# Flashed FE 2.0 and now status bar clock is missing?



## XaeroR35 (Jul 21, 2011)

The clock in my status bar is missing. The space for the clock is still there, just the text does not show up. It is as if there is a black font on a black status bar. How can I fix this ?


----------



## mattbiz22 (Aug 18, 2011)

Go to settings>tsm parts>statusbar settings


----------



## mattbiz22 (Aug 18, 2011)

You probably have to unchecked hide clock and then you need to reboot.


----------



## jewofa (Jun 28, 2011)

mattbiz22 said:


> Go to settings>tsm parts>statusbar settings


This is correct. Once you select the clock color you'd like reboot.


----------



## SpiffyRob (Jun 25, 2011)

It's in the OP. Always worth reading the OP of the thing you're flashing.
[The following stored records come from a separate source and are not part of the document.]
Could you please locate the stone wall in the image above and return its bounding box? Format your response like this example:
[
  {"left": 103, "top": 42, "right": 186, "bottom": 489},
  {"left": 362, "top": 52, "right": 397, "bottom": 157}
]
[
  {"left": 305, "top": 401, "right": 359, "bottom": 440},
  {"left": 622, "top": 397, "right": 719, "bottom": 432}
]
-When you first boot up your clock will be a default of black and appear to be missing. Do not worry this is the way it is. Just goto Settings > TSM Parts > Notification Settings and set your clock color by either 1 selecting a different color in the wheel then clicking it in the center, or just clicking white. Any changes to the clock color requires a reboot to make the changes.


----------



## gotfondue (Sep 2, 2011)

seriously i didn't realize to save the color selection that you have to click the middle i was trying to figure that out...normally i do but lol THE MIDDLE!


----------